I know this subject tends more to control theory but I am certain its part of the global knowledge basis for engineers, thus I believe I can find the answer here. I'm trying to draw Root Locus for $K<0$, but can't understand how the system behaves.
I have this open loop system:
$$ \frac{20(1+s)^2}{(1+\frac{s}{10})(1+\frac{s}{2})} $$
I know it has no asymptotes, but yet by one of the drawing rules for $k<0$, it tends to $\pm \infty$ in the real axis. How is it possible?

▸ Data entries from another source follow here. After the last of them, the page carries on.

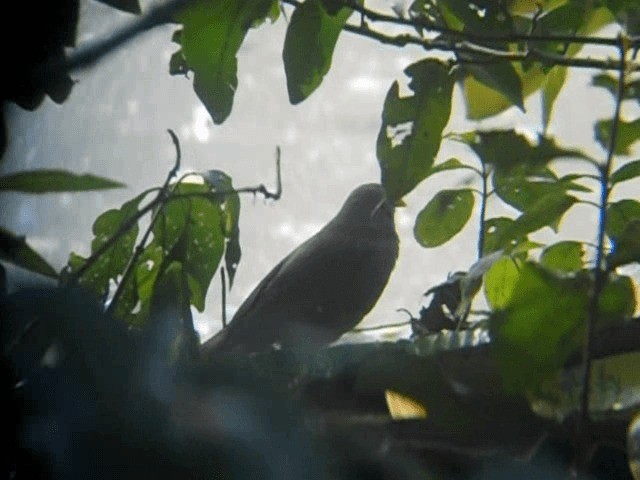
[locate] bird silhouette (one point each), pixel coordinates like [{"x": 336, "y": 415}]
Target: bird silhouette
[{"x": 324, "y": 287}]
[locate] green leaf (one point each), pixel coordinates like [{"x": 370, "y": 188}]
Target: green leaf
[
  {"x": 450, "y": 164},
  {"x": 14, "y": 249},
  {"x": 502, "y": 78},
  {"x": 508, "y": 150},
  {"x": 112, "y": 263},
  {"x": 626, "y": 172},
  {"x": 411, "y": 130},
  {"x": 496, "y": 238},
  {"x": 311, "y": 37},
  {"x": 190, "y": 231},
  {"x": 48, "y": 181},
  {"x": 623, "y": 230},
  {"x": 553, "y": 83},
  {"x": 221, "y": 182},
  {"x": 544, "y": 212},
  {"x": 531, "y": 335},
  {"x": 610, "y": 83},
  {"x": 482, "y": 101},
  {"x": 443, "y": 217},
  {"x": 129, "y": 6},
  {"x": 617, "y": 300},
  {"x": 628, "y": 134},
  {"x": 500, "y": 281},
  {"x": 212, "y": 34},
  {"x": 625, "y": 246},
  {"x": 564, "y": 256}
]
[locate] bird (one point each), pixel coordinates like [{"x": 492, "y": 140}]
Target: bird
[{"x": 324, "y": 287}]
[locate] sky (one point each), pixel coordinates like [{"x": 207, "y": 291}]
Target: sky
[{"x": 115, "y": 120}]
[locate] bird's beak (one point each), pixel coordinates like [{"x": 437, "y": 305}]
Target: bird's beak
[{"x": 384, "y": 206}]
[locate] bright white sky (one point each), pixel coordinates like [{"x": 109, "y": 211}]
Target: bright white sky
[{"x": 115, "y": 122}]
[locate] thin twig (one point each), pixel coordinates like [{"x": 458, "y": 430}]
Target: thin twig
[
  {"x": 223, "y": 281},
  {"x": 483, "y": 211},
  {"x": 381, "y": 327},
  {"x": 599, "y": 270},
  {"x": 163, "y": 196}
]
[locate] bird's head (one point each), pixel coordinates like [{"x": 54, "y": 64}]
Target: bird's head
[{"x": 368, "y": 205}]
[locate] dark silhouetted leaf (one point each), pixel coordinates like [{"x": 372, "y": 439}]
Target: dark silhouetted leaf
[
  {"x": 212, "y": 34},
  {"x": 48, "y": 181},
  {"x": 14, "y": 249},
  {"x": 411, "y": 130},
  {"x": 130, "y": 6},
  {"x": 531, "y": 335},
  {"x": 221, "y": 182},
  {"x": 443, "y": 217},
  {"x": 308, "y": 46},
  {"x": 617, "y": 299},
  {"x": 553, "y": 83}
]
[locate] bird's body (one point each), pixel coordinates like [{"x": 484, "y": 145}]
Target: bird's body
[{"x": 324, "y": 287}]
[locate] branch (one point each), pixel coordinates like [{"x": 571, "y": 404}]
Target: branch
[
  {"x": 95, "y": 51},
  {"x": 162, "y": 197},
  {"x": 600, "y": 274}
]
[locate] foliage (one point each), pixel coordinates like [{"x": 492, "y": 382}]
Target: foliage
[{"x": 548, "y": 302}]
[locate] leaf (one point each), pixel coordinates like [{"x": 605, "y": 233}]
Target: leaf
[
  {"x": 531, "y": 335},
  {"x": 221, "y": 182},
  {"x": 48, "y": 181},
  {"x": 491, "y": 17},
  {"x": 623, "y": 230},
  {"x": 406, "y": 159},
  {"x": 482, "y": 101},
  {"x": 509, "y": 151},
  {"x": 443, "y": 217},
  {"x": 545, "y": 212},
  {"x": 212, "y": 34},
  {"x": 190, "y": 231},
  {"x": 553, "y": 83},
  {"x": 628, "y": 133},
  {"x": 610, "y": 83},
  {"x": 500, "y": 281},
  {"x": 450, "y": 164},
  {"x": 564, "y": 256},
  {"x": 311, "y": 37},
  {"x": 626, "y": 172},
  {"x": 617, "y": 300},
  {"x": 129, "y": 6},
  {"x": 500, "y": 77},
  {"x": 112, "y": 263},
  {"x": 619, "y": 215},
  {"x": 495, "y": 237},
  {"x": 14, "y": 249},
  {"x": 626, "y": 246},
  {"x": 403, "y": 407}
]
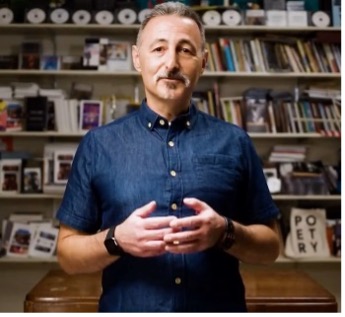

I will denote the given system as,
$$ G(s) = \frac{20(1+s)^2}{(1+\frac{s}{2})(1+\frac{s}{10})} $$
The input or reference signal to the closed loop will be denoted by $R(s)$ and the output by $Y(s)$. The controller will initially be denoted by $H(s)$, while in this case it is equal to $K$. The block diagram of the closed loop system can then be drawn as,
With its transfer function from input to output equal to,
$$ \frac{Y(s)}{R(s)} = \frac{G(s)}{1 + H(s) G(s)}. $$
For root locus analysis you want to find the poles of this transfer function as function of $H(s)$. The poles can be found by solving when the denominator is equal to zero. However the denominator (and numerator) are polynomials of $s$, so can't be fractions themselves. In order to ensure this I will slit $G(s)$ up in to two parts, its numerator, $G_n(s)$, and denominator, $G_d(s)$. The same can be done for $H(s)$. The resulting transfer function can then be written as,
$$ \frac{Y(s)}{R(s)} = \frac{\frac{G_n(s)}{G_d(s)}}{1 + \frac{H_n(s)}{H_d(s)} \frac{G_n(s)}{G_d(s)}} = \frac{H_d(s) G_n(s)}{H_d(s) G_d(s) + H_n(s) G_n(s)}. $$
As stated before, in this case $H(s)$ is equal to $K$, thus $H_d(s)$ is equal to one. By substituting in $K$ for $H_n(s)$ and the two polynomials, from this first equation, for $G_n(s)$ and $G_d(s)$, then the following expression can be obtained,
$$ \frac{Y(s)}{R(s)} = \frac{20(1+s)^2}{(1+\frac{s}{2})(1+\frac{s}{10}) + 20K(1+s)^2}. $$
The resulting denominator is a second order polynomial, so solving for the poles yields two solutions, which can be simplified to,
$$ p=-\frac{400 K \pm 4 \sqrt{1 - 225 K} + 6}{400 K + 1}. $$
For $K=-\frac{1}{400}$ the limits of both $p$ are $\pm\infty$ depending if you approach that value from the left or the right. Thus near $K=-\frac{1}{400}$ there will be values for the poles of the closed loop transfer function which will have a positive real values.